Os suecos deixaram os velhos morrer. No Eixo do Mal de 5ª feira passada, a Clara Ferreira Alves foi mais longe e disse mesmo: os suecos mataram os velhos.
Porque se fala tanto da Suécia aqui em Portugal? Porque temos a mesma população e, por isso, somos comparáveis.

No dia de hoje, temos quase o mesmo número de infetados declarados, mas a Suécia tem quase o triplo dos mortos, e apenas 60% do nosso número de testes. Aliás, aparentemente a Suécia não testa: despreocuparam-se; não querem saber do COVID; não controlam o número de recuperados, nem sabem o número de casos ativos; e, consequentemente, serão os números deles fiáveis?

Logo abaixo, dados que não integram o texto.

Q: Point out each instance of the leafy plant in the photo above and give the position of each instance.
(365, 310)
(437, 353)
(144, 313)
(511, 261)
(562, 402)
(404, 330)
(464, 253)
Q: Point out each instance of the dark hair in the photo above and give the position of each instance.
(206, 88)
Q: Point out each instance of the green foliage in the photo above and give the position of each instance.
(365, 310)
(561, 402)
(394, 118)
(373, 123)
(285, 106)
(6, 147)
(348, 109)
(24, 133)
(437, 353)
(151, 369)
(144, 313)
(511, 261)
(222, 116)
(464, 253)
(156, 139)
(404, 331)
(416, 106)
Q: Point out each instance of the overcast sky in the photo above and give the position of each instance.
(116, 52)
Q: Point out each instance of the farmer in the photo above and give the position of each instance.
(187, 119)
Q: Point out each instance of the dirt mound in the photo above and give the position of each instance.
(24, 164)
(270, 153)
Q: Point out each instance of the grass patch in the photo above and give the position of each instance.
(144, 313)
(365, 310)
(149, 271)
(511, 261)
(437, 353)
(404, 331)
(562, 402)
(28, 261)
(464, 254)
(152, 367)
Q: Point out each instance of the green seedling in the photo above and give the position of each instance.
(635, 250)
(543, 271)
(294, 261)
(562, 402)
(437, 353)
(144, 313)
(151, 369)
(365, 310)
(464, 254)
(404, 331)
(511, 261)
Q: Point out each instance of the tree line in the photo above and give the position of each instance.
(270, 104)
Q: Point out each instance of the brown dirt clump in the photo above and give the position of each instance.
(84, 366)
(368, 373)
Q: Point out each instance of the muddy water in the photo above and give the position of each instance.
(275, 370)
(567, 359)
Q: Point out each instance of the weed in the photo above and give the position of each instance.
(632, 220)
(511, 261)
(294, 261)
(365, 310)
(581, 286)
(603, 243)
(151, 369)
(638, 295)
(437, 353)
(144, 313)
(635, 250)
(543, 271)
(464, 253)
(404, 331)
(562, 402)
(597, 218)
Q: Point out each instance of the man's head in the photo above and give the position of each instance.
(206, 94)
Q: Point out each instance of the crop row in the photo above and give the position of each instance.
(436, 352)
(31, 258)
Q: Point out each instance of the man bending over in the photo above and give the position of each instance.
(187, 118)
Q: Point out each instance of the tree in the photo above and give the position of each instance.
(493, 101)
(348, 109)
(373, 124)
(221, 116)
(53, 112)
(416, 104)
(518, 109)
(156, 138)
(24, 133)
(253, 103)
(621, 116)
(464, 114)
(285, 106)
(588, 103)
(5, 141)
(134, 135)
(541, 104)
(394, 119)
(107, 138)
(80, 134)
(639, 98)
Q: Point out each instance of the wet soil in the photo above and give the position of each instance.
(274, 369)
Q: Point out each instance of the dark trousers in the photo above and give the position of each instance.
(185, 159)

Admitamos que o número de mortos suecos é real, ou seja, que todos os mortos por COVID na Suécia são apenas os 5.918 de hoje. Na Suécia, morrem em média por dia cerca de 5 pessoas, atualmente, depois da grande mortandade dos primeiros meses. O que é que isso significa?
Que os mais fracos foram extreminados na primeira vaga, em casa e nos lares, sem sequer saturarem os serviços de saúde, nem pararem a economia?
Que os que ainda estão vivos são os mais fortes e que, em geral, vão ultrapassar esta crise? Que poucos mais vão morrer? Isso leva-nos a uma percentagem de 0,059% de fatalidades por COVID na população sueca, que poderíamos extrapolar para outras populações – esquecendo diferenças genéticas, culturais, de densidade populacional, climáticas ou de alimentação – nomeadamente para a população portuguesa. Se assim for, quando chegarmos às 6 mil mortes, a curva das baixas começa a aproximar-se da horizontal.

Mas há 14 países com uma taxa maior de mortos que a Suécia, e o maior – tirando o caso particular de São Marino – é o Perú com quase o dobro da percentagem de mortos sobre a população: 0,1%. Mas neste caso, a explicação, se a houver, pode estar nas diferenças culturais ou climáticas.
Vamos ver o que este inverno nos traz.

https://www.worldometers.info/coronavirus/

3 comentários em “O milagre sueco”

  1. Possivelmente o comentário mais equilibrado à corrente situação escrito em português que li nos últimos seis meses.
    Obrigado.

    (Passe o pedantismo, de quando em vez acontece-me o mesmo: lobrigo coisas tão sensatas, tão sensatas, que de tão sensatas não servem para nada. Não pretendo implicar que tal se aplique ao seu texto; creio apenas que a sensatez é uma característica imuno-deprimida* ao zeitgeist. Não obstante, reitero os meus cumprimentos.)

    * A novilíngua, em todo o seu esplendor.